Fig. 2 Emission spectra of CB-H (a, c) and CB-Cl (b, d) (10 µmol/L) in the presence of different concentrations of RNA or DNA in Tris-HCl buffer solution (pH 7.2); (e) Concentration-dependent absorption of CB-Cl in aqueous solution; (f) Emission of CB-Cl (10 µmol/L) in glycerol (Gly)-methanol mixtures at room temperature; (g, h) Fluorescence intensity change of CB-Cl in the presence of different biomolecular species (g) and different pH buffer solutions (h); (i, j) The molecular docking calculations based on the structure optimized CB-H (i) and CB-Cl (j) with RNA secondary structure fragments (PDB No. 5T2C). λ_ex = 470 nm.

Fig. 3 Fluorescence images of CB-Cl (1 µmol/L) in living HeLa cells. Cells incubated with probe for 30 min and co-stained with different commercial dyes. For CB-Cl, λ_ex = 488 nm, λ_em = 580–610 nm. For Hoechst 33342, λ_ex = 405 nm, λ_em = 420–450 nm. For endoplasmic reticulum blue-white DPX (ER-Blue), λ_ex = 405 nm, λ_em = 460–490 nm. For LiDR, λ_ex = 633 nm, λ_em = 650–680 nm. For LTDR, λ_ex = 633 nm, λ_em = 650–680 nm. For MTDR, λ_ex = 633 nm, λ_em = 650–680 nm. Scale bar: 10 µm.

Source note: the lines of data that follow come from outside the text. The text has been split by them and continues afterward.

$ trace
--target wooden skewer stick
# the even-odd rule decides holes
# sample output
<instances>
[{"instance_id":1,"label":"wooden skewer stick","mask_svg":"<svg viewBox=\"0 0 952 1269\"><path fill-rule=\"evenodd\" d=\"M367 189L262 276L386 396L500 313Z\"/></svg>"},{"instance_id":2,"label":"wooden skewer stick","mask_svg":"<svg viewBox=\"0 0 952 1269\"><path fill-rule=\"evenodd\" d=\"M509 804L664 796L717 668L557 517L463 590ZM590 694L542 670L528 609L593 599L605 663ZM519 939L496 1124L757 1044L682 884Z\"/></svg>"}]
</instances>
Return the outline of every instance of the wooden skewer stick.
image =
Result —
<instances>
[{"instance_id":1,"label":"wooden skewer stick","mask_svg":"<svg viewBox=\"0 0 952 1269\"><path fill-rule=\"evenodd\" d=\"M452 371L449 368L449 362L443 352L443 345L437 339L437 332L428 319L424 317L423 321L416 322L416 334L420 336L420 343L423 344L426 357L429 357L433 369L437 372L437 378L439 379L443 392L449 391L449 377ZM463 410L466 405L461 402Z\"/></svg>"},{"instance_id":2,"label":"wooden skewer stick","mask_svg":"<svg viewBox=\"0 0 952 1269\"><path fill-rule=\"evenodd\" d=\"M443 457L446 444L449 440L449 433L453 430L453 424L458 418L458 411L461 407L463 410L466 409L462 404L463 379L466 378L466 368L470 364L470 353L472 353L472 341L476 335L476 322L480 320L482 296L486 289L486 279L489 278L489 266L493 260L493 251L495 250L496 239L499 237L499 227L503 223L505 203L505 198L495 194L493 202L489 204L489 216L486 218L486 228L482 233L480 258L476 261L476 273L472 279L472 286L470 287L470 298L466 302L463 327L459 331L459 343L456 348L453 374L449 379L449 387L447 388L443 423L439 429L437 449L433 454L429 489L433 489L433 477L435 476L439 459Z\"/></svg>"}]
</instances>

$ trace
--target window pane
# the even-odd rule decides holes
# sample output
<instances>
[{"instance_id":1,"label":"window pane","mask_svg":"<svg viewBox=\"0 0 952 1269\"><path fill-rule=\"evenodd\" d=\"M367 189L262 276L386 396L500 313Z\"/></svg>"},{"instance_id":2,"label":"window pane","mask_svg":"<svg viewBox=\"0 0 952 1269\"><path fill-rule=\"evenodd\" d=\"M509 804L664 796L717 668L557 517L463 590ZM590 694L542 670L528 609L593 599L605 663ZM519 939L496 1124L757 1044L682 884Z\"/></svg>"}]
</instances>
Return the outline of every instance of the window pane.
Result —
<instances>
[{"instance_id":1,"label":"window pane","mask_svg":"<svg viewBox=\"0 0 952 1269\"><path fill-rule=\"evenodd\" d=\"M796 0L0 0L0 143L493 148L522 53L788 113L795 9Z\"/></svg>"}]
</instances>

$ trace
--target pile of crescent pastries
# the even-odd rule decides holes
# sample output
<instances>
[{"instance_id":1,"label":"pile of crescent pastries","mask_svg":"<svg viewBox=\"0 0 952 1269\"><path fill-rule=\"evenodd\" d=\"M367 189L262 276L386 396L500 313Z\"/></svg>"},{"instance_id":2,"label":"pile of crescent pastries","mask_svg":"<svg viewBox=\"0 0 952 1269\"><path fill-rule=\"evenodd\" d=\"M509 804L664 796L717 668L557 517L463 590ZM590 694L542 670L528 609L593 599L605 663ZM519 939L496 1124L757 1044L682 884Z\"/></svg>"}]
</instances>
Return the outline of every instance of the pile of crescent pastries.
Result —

Fig. 4 Fluorescence images of CB-Cl and CB-H in living HeLa cells. (a) Time-lapse imaging of living HeLa cells treated with CB-Cl or CB-H (488 nm, 15 mW/cm²). The time-dependent fluorescence intensity of living cells after probe treatment was shown in (b). (c) Schematic representation of mitochondria-to-nucleolus translocation of CB-Cl under light-stimulated conditions in living cells. (d) Colocalization of CB-Cl and RNAselect after irradiation. (e, f) Cells were pretreated with CB-Cl (1 µmol/L) for 30 min, then incubated with CCCP (20 µmol/L) (e) or LPS (20 µg/mL) (f) for 15 min (488 nm, 2 mW/cm²). λ_ex = 488 nm, λ_em = 580–610 nm. Scale bar: 20 µm.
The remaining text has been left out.